As informações coletadas pelos estudantes são tabuladas pela Emater/Embrapa, que emite um boletim sobre a situação de cada propriedade para as cooperativas, empresas de assistência técnica e de revenda de defensivos agrícolas de Campo Mourão. Com isso, quando o produtor procura uma dessas empresas para o combate de pragas em suas lavouras, são utilizados dados dos estudantes para a definição do produto a ser utilizado.

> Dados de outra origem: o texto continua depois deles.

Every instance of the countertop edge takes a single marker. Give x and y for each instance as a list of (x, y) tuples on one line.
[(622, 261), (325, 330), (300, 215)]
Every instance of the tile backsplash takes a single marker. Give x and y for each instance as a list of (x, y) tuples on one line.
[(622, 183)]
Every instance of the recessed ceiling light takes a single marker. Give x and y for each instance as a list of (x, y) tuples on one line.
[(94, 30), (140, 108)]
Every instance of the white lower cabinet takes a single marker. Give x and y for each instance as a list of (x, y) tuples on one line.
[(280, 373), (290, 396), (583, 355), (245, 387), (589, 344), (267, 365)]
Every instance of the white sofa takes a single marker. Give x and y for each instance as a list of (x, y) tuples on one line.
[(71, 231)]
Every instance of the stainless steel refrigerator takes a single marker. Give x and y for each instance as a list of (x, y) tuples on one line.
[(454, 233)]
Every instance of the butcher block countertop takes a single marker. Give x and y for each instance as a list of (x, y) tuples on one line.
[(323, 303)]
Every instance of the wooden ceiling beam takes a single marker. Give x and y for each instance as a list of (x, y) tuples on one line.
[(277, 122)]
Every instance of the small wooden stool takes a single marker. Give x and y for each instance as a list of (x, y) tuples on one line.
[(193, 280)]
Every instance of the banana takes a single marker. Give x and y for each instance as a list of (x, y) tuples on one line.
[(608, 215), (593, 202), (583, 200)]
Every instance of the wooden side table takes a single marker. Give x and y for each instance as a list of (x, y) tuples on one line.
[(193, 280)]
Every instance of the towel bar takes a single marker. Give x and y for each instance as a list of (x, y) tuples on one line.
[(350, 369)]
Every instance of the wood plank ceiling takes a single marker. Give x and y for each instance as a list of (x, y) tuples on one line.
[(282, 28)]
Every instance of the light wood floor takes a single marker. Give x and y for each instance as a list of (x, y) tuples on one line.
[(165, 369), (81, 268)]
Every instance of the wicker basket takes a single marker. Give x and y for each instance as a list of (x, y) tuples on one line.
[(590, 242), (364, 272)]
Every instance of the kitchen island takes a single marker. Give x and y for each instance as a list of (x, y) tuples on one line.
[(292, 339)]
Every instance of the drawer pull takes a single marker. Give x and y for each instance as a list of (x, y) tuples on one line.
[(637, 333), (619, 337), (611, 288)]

A microbacia do Rio do Campo é considerada pioneira na implantação do sistema de manejo integrado de solos e águas. Projeto começou na década de 70. Além disso, há mais de 20 anos é desenvolvido no região um amplo trabalho de recuperação e preservação ambiental. Algumas propriedades já se dão ao luxo de praticamente não usar nenhum tipo de agrotóxico, há alguns anos, em suas lavouras. A microbacia também foi pioneira na instalação de um laboratório comunitário para a produção da vespinha utilizada no controle ao percevejo da soja.